We all learn; we are all learning organizations. The intensity of the violence in Kandahar was unexpected.
Speaking of the RG-31, we will eventually have 75 of these vehicles in total. It is designed to replace some of the much more thinly metalled, not armoured, vehicles that we've been using for patrols and moving around some of our great friends from the civil service. It has saved a large number of lives. It was rushed into service without adequate training done in Canada, because people such as me made the decision that it was better to get it into theatre where it could resist the IEDs and blasts, and we'd catch up with training at a later date.
As for the actual number of lives it's saved, I could research that question, but of course it becomes, at a certain point, an educated guess. Nonetheless, it's literally in the multiple dozens, and I have not included the numbers of wounded we might otherwise have suffered—keeping in mind we have still suffered hundreds of soldiers wounded in that timeframe.

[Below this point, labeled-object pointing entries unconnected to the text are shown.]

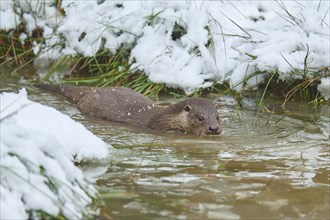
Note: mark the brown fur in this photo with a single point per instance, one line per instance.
(194, 115)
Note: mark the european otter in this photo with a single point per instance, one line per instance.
(194, 115)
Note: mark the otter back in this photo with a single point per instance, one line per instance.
(113, 103)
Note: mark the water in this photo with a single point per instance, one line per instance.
(264, 166)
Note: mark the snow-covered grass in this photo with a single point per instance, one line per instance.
(188, 44)
(39, 146)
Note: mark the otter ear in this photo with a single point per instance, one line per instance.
(187, 108)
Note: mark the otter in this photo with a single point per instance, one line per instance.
(193, 115)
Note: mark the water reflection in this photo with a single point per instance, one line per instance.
(265, 166)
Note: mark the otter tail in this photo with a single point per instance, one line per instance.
(72, 93)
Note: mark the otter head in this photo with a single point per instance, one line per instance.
(198, 116)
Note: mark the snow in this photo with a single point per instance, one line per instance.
(219, 40)
(39, 146)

The light armoured remote weapon station, the LAV RWS, took a bit longer. In any land system the huge issue is the balance between firepower, mobility, and protection. In this case, of course, protection came to the fore and the LAV exceeded its weight budget, so a variety of engineering studies had to be done before it could be implemented.
The Leopard 2 tank has saved innumerable lives, and its main role now, as mentioned by the deputy minister and the ADM of materiel, is to take the hit. It goes down the road first, receives the blast, and, at the moment of truth, can assist our soldiers by firing on their objective with its main gun.
Of course, the armoured heavy support truck is probably the second most heavily protected vehicle in theatre, and arguably the most protected truck in the world in comparison with more lightly skinned logistics vehicles, in which we've had tragedies. We have yet to have a fatality in the armoured heavy truck, even though it's taken innumerable hits from IEDs and direct fire.
Does that summarize the issues, sir?